Balanced trees

Wed Mar 19 09:42:04 EDT 2014

On Wed, 19 Mar 2014 10:49:33 +0200, Marko Rauhamaa wrote:

> Steven D'Aprano <steve+comp.lang.python at pearwood.info>:
> 
>> If you are in a position to randomize the data before storing it in the
>> tree, an unbalanced binary tree is a solid contender.
> 
> Applications that can assume randomly distributed data are exceedingly
> rare 

Please re-read what I wrote. I didn't say "if your data comes to you 
fully randomized". I said "if you are in a position to randomize the data 
before storing it". In other words, if you actively randomize the data 
yourself.

> and even then, you can't easily discount the possibility of
> worst-case ordering.

Of course you can. If you have a million items, then the odds that those 
million items happen to be sorted (the worst-case order) are 1 in a 
million factorial. That's a rather small number, small enough that we can 
discount it from ever happening, not in a million lifetimes of the 
Universe.

Of course, you would be right to point out that one would also like to 
avoid *nearly* worst-case ordering.
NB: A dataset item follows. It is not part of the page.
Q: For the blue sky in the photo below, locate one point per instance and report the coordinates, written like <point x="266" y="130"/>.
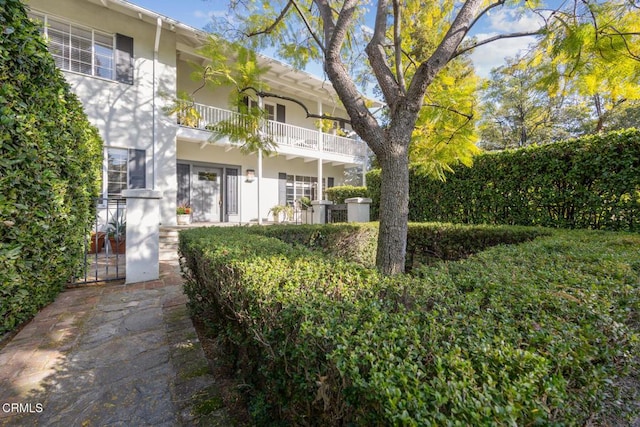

Nevertheless, there are Vastly more 
ways that the data will be sufficiently randomized as to avoid degenerate 
performance than the worst-case poor performance.

> In fact, Dan himself said unbalanced trees performed so badly he
> couldn't test them satisfactorily.

You're misrepresenting what Dan said. What he actually said was that 
unbalanced trees perform second only to dicts with random data, only with 
sorted data do they perform badly. His exact words were:

"For a series of random keys, it would do quite well (probably second only
to dict), but for a series of sequential keys it would take longer than
anyone would reasonably want to wait"

-- 
Steven D'Aprano
http://import-that.dreamwidth.org/